Saturday, May 24, 2008

Widening My Horizons

Well, I've decided to take a break from my series of upgrade related posts and write about something more fun.

This week I got a new 22'' (wide) monitor as a replacement for my old 17'' monitor. No doubt this is a great improvement, so many things look different now:
Most emails fit the screen without scrolling, I can accommodate more tabs in my Total Commander, I can comfortably rearrange my OneNote pages - it actually feels like each page is twice as wide, I can open two Terminal Services side by side and work with them in parallel, it's easier to read documents - less scrolling, and those are just the things I could think of on the spot after one week's work. I'm sure I'll discover many more advantages. Oh, the joy of having a new toy!

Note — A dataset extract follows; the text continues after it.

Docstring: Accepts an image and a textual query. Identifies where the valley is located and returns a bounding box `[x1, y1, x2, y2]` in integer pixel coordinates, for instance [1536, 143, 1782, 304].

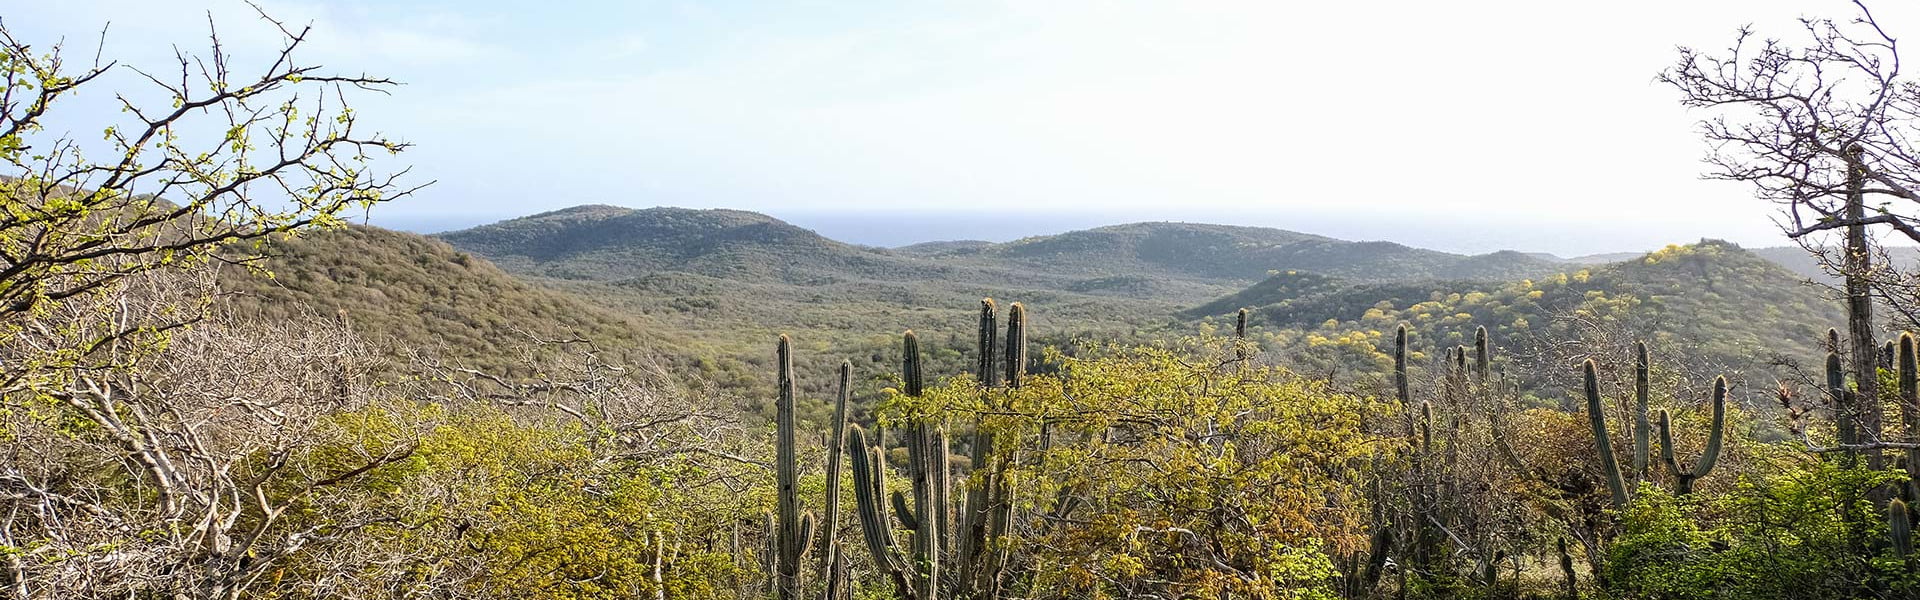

Of course, there's a downside as well(not that I really care, but...), I'm going to get spoiled.
I think it's relevant to many aspects in life, when you get a taste of a better something, you can't really go back to what you previously did just fine with - and yes, I was pretty satisfied with my 17'', although getting an occasional "man, how can you work with it?!" from guys with bigger monitors. And now I'm going to become such a guy.
It reminds of when I was a kid and played Warcraft (the 1st one of course). I played it on my computer and was just fine with it, but then I was at a friend's house and he had a faster PC, after playing a few levels on his PC mine seemed so sloooow, it was impossible to play.

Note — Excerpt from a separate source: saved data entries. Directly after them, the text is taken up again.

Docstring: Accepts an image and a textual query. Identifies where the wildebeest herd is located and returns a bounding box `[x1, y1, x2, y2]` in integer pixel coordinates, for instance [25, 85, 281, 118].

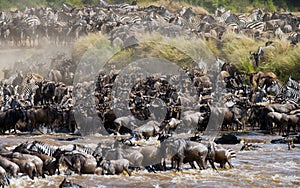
[0, 0, 299, 187]
[0, 0, 299, 48]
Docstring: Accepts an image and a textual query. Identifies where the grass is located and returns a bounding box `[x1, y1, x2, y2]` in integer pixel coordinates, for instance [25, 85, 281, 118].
[72, 30, 300, 82]
[203, 32, 300, 81]
[72, 32, 216, 72]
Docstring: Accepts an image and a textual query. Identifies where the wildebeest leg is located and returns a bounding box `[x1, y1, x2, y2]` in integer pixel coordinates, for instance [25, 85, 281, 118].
[177, 156, 183, 171]
[227, 160, 234, 169]
[163, 159, 167, 171]
[189, 162, 196, 169]
[124, 166, 131, 176]
[209, 159, 217, 170]
[145, 166, 156, 173]
[201, 156, 207, 169]
[72, 159, 81, 175]
[195, 160, 203, 170]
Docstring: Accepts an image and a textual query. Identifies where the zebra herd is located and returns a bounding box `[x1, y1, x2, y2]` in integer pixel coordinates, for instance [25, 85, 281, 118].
[0, 1, 300, 48]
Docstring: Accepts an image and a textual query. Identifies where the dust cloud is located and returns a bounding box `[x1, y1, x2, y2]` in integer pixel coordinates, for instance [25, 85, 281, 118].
[0, 42, 72, 80]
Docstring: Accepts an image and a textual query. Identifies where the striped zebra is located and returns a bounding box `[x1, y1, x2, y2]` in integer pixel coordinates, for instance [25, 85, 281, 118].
[28, 141, 59, 156]
[119, 15, 141, 25]
[280, 77, 300, 102]
[20, 15, 41, 47]
[287, 32, 300, 44]
[73, 144, 95, 155]
[248, 8, 263, 22]
[23, 15, 41, 27]
[286, 76, 300, 90]
[0, 11, 12, 25]
[245, 21, 265, 32]
[237, 13, 250, 28]
[216, 9, 231, 24]
[20, 73, 43, 101]
[282, 86, 300, 102]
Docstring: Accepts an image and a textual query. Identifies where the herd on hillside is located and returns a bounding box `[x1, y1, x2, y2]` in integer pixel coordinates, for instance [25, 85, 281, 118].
[0, 0, 299, 48]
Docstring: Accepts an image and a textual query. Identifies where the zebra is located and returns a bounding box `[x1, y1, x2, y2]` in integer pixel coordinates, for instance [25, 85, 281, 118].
[20, 73, 43, 103]
[282, 86, 300, 102]
[286, 76, 300, 90]
[28, 141, 59, 156]
[287, 32, 300, 44]
[267, 80, 284, 96]
[245, 21, 265, 32]
[247, 8, 264, 22]
[73, 144, 95, 156]
[23, 15, 41, 27]
[237, 13, 249, 28]
[21, 15, 41, 47]
[216, 9, 231, 24]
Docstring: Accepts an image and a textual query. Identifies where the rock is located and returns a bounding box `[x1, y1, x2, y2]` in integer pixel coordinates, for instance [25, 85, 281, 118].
[215, 133, 241, 144]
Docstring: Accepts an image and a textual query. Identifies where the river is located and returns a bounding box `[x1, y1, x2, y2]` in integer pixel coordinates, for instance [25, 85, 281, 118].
[0, 133, 299, 188]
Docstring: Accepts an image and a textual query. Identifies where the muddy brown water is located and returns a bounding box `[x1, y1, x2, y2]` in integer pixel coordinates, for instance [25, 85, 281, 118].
[0, 133, 299, 188]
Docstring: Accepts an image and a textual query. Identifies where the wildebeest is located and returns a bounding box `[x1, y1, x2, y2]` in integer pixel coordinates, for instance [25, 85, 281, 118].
[114, 115, 137, 133]
[207, 142, 236, 169]
[0, 166, 9, 188]
[13, 142, 59, 176]
[60, 152, 97, 175]
[0, 156, 20, 178]
[181, 111, 204, 133]
[281, 113, 300, 134]
[160, 137, 208, 171]
[0, 108, 25, 134]
[26, 105, 61, 132]
[133, 120, 160, 140]
[99, 159, 131, 176]
[10, 157, 36, 180]
[42, 81, 56, 104]
[222, 106, 243, 131]
[59, 177, 83, 188]
[10, 152, 44, 178]
[266, 111, 285, 134]
[171, 140, 208, 170]
[102, 143, 144, 170]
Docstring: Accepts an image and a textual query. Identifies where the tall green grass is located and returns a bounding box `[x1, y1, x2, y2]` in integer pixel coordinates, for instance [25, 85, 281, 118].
[203, 32, 300, 81]
[72, 31, 300, 82]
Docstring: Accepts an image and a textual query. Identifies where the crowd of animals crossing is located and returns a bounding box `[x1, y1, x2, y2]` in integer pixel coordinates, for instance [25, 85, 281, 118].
[0, 1, 300, 47]
[0, 1, 299, 186]
[0, 137, 237, 186]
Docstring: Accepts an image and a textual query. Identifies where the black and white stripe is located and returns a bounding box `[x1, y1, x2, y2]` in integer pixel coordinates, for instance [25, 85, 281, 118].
[23, 15, 41, 27]
[29, 141, 59, 156]
[245, 21, 265, 31]
[287, 32, 300, 43]
[217, 10, 231, 24]
[286, 76, 300, 90]
[0, 11, 12, 25]
[282, 86, 300, 101]
[20, 73, 42, 100]
[73, 144, 95, 155]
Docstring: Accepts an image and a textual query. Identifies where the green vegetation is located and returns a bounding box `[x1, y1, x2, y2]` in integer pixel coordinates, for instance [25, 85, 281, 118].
[73, 31, 300, 82]
[72, 32, 209, 70]
[206, 32, 300, 81]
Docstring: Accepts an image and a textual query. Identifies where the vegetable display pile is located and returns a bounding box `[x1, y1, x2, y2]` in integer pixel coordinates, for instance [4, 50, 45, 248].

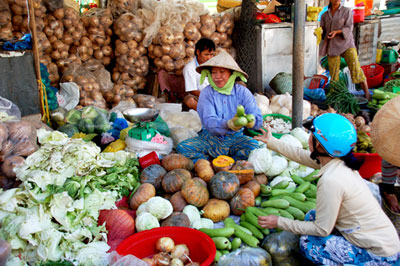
[263, 116, 291, 134]
[367, 89, 400, 110]
[354, 131, 375, 153]
[0, 129, 140, 266]
[326, 80, 360, 115]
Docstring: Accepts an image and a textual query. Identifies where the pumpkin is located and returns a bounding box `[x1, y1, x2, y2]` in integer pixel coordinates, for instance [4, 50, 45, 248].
[170, 191, 188, 212]
[209, 171, 240, 200]
[181, 179, 209, 207]
[229, 160, 255, 184]
[140, 164, 167, 190]
[230, 188, 255, 216]
[162, 154, 194, 171]
[162, 169, 192, 193]
[97, 209, 135, 241]
[212, 155, 235, 172]
[161, 212, 191, 227]
[129, 183, 156, 210]
[192, 177, 207, 187]
[202, 199, 230, 222]
[253, 173, 268, 185]
[243, 180, 261, 197]
[194, 159, 214, 182]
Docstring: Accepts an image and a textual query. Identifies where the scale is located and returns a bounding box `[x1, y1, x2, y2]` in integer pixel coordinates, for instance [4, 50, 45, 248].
[380, 40, 399, 64]
[122, 108, 160, 141]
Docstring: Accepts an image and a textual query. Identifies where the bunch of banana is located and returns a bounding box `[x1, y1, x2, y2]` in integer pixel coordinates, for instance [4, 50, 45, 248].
[354, 131, 376, 153]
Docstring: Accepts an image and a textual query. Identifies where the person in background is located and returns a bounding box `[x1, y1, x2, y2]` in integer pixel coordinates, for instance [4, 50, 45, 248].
[320, 0, 370, 100]
[182, 38, 215, 110]
[176, 51, 262, 162]
[255, 113, 400, 265]
[380, 159, 400, 213]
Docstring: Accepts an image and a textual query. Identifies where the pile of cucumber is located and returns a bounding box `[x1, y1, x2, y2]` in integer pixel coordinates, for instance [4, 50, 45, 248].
[367, 89, 400, 110]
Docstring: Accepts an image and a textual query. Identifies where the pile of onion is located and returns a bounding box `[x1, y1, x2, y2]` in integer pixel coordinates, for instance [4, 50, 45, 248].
[112, 13, 148, 91]
[81, 8, 113, 66]
[9, 0, 46, 39]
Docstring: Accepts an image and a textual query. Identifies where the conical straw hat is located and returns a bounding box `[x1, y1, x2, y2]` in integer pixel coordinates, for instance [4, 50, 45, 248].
[196, 51, 248, 79]
[370, 96, 400, 166]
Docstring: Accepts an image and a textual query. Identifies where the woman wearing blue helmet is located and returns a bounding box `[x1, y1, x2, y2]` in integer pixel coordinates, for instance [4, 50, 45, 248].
[255, 113, 400, 265]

My conclusion is that such improvements are good only if you know you won't have to revert back to the previous situation, otherwise it's going to take a long time getting used to and might even be frustrating.
I guess I'm going to demand a 22'' monitor to be included in every contract I sign from now on...

Saturday, May 10, 2008

Upgrading Part III: Consistency

Well, I'm still battling problems after the database upgrade.
I think that the most annoying thing about the problems I'm facing is that they're not really consistent.

Of course, we'd all like a problem free world, but once we encounter a problem the first thing to do is to reproduce it, thus assuring ourselves we know what we're dealing with.
First you try to reproduce it on a development environment if that doesn't succeed, you at least expect some consistency on the production environment.
When you don't have this either you're in a trouble, you might do something one day and hope to see results on the next day and indeed the next day problem still occurs but in much lower rates and you think to yourself "I must be in the right direction" but then the next day business is as usual - the system is in a total mess. Then you understand you don't understand anything. The next step is to try and reproduce problem on your terms.
In my case the issue is with concurrents randomly getting stuck. So I first tried to see if the problem is with all executables or is EBS related, starting with simple cmd scripts running non-stop and going to submitting multiple concurrents using CONCSUB - at last one of my manually submitted concurrents hangs. But I got no real insights from that as well. No consistency whatsoever.
One of the main issues with inconsistent problems is that they're hard to describe - in a TAR for example - most directions for detecting the problem involve some major configuration problem, one that would prevent the system from working altogether, but remember, I don't have this kind of blessed consistency.
Another thing with inconsistent issues is that you come to work and hope things will get bad so you could poke the issue around a bit more and so you won't get that annoying voodoo feeling. Usually a sysadmin's hope is that nothing will get bad...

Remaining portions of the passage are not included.